Graham's spam filter (was Lisp to Python translation criticism?)

Sat Aug 17 18:10:12 EDT 2002

"Paul Rubin" wrote:

> Erik Max Francis <max at alcyone.com> writes:
> > One obvious and immediate issue is that for an industrial-strength
> > filter, the database gets _huge_ (Graham's basic setup involved 4000
> > messages each in the spam and nonspam corpora), and reading and writing
> > the database (even with cPickle) each time a spam message comes through
> > starts to become intensive.
>
> Why not use dbhash?  I think there's also a Python cdb wrapper somewhere.

Assuming you mean Dan Bernstein's cdb, there is a link to a Python wrapper
at the homepage http://cr.yp.to/cdb.html.

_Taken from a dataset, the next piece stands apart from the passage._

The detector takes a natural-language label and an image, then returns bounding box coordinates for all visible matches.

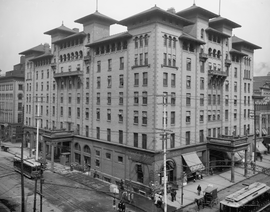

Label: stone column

But I don't think that a pickled dictionary/database would be unmanageably
huge, even w/ a large set of input messages, since the rate of growth of the
"vocabulary" (i.e., set of tokens) would slow as more messages were input.
The spam probability database in particular is smaller than the "good" and
"bad" ones since it has a frequency threshold.

The databases don't necessarily have to be updated every time an email comes
in.  Only reading the (smaller) spam probability database is necessary to
determine whether an email is spam.  Updating the good and bad databases can
probably be left to a daily cron job.